Another unwelcome surprise for the central bank has been the slide in the ruble’s exchange rate to above 100 per dollar, said Oleg Kuzmin, an economist at Renaissance Capital in Moscow. “We believe that the ‘standard’ step for the Bank of Russia in case of ‘surprises’ is to hike the rate by 2 percentage points,” he said.
The ruble plunged against the dollar after the US sanctioned some 50 Russian banks that still had connections to the global financial system. That added to overall price growth in November and is likely to continue exacerbating inflation.
What Bloomberg Economics Says....
We expect the bank to choose between a 2 and 3 percentage-point increase to 23-24% and to issue hawkish guidance at its last meeting of 2024.

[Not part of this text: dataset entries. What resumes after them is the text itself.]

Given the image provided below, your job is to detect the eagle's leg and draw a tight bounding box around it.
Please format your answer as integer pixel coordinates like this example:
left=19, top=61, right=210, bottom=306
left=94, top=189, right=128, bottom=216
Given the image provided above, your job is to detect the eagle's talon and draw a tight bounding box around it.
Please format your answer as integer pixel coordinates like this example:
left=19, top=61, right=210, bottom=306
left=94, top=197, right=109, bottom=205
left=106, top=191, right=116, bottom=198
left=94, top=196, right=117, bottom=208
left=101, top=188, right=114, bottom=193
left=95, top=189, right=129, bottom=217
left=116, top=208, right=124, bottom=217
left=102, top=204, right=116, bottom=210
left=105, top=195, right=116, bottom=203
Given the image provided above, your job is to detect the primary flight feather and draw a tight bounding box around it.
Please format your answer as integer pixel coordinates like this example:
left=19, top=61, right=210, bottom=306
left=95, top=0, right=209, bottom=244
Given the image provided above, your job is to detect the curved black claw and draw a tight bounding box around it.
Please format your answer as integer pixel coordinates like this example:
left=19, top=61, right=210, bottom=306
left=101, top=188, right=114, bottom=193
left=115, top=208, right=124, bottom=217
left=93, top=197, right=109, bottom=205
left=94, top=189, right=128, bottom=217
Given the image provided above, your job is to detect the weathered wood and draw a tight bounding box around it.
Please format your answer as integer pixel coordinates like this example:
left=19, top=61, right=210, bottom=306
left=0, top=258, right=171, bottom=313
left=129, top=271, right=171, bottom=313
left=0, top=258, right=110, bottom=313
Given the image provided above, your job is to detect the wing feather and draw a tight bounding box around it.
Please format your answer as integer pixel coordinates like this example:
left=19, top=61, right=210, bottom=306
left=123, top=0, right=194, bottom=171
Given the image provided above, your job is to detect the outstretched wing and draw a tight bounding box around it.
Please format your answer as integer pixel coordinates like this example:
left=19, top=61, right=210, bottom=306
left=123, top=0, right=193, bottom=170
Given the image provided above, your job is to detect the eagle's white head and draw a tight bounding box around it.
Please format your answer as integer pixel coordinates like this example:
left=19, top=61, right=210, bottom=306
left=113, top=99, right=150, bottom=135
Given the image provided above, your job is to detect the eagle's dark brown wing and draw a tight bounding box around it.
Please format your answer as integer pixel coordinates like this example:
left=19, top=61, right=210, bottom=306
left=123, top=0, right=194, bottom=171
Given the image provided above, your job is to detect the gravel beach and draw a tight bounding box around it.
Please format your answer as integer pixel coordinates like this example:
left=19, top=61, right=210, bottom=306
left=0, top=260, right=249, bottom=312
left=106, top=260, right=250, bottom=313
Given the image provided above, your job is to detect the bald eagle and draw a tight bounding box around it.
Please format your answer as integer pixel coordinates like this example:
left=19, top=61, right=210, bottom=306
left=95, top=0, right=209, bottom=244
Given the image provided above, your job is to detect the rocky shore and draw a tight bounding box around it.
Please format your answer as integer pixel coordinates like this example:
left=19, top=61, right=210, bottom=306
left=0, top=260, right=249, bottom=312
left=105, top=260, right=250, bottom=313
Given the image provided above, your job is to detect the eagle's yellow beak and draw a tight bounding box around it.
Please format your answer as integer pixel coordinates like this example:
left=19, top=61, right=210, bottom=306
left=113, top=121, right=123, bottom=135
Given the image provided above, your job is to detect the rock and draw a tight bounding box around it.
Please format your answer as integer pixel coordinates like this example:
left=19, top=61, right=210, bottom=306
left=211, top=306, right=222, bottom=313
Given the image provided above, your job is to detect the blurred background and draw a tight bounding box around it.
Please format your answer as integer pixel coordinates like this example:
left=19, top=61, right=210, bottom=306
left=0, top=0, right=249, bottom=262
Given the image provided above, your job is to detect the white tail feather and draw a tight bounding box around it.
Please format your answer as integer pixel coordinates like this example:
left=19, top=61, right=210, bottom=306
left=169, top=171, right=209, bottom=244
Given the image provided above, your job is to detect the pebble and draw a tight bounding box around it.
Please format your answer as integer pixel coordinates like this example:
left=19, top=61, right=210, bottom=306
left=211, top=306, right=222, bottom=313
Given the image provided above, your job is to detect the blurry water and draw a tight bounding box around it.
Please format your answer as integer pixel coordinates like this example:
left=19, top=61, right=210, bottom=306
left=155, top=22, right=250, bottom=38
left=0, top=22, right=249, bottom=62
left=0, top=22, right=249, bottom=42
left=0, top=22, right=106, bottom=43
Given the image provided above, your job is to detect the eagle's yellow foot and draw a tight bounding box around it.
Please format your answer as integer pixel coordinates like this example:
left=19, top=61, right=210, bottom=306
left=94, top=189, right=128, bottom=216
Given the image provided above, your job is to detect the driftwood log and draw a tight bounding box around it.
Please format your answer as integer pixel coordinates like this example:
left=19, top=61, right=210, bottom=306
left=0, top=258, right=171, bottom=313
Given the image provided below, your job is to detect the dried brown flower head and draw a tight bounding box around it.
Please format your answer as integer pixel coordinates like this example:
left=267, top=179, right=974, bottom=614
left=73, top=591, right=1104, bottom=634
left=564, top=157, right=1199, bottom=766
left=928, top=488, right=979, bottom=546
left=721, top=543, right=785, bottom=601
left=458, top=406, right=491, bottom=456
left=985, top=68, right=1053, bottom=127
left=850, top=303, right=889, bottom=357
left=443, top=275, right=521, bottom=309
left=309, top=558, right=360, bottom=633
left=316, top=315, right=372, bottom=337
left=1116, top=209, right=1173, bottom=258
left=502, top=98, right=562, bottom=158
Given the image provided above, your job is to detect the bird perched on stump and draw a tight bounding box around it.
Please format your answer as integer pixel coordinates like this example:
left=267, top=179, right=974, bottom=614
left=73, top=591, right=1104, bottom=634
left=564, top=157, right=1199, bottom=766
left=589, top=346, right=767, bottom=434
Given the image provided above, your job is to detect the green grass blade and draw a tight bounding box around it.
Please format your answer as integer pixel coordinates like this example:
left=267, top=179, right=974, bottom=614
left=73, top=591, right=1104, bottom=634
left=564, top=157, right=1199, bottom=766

By our estimates, an excessively loose monetary policy stance in 2024, driven in part by subsidized-loan programs and fiscal policy, was responsible for about 3.5% of excess price growth. Supply side issues, such as sanctions restrictions on external trade, have added another 1.5 percentage points of excess inflation.
Alex Isakov, Russia Economist
The central bank has signaled it’s ready to raise the cost of borrowing to whatever level is needed to bring inflation back to the target next year. However, businesses and banks are very concerned that extremely high lending rates could lead to bankruptcies and a freeze in the economy, with some warning that the cure may do more harm than the disease.
At his televised annual news conference and call-in show on Thursday, Russian President Vladimir Putin said he hoped the bank’s decision would be “balanced” and take into account current “demands.”
The central bank is in a difficult situation, said Belenkaya. On the one hand, inflation running ahead of the forecast may require a rate hike above 23%, but on the other, the higher the rate, the higher the risk of “overdoing tightening,” she said.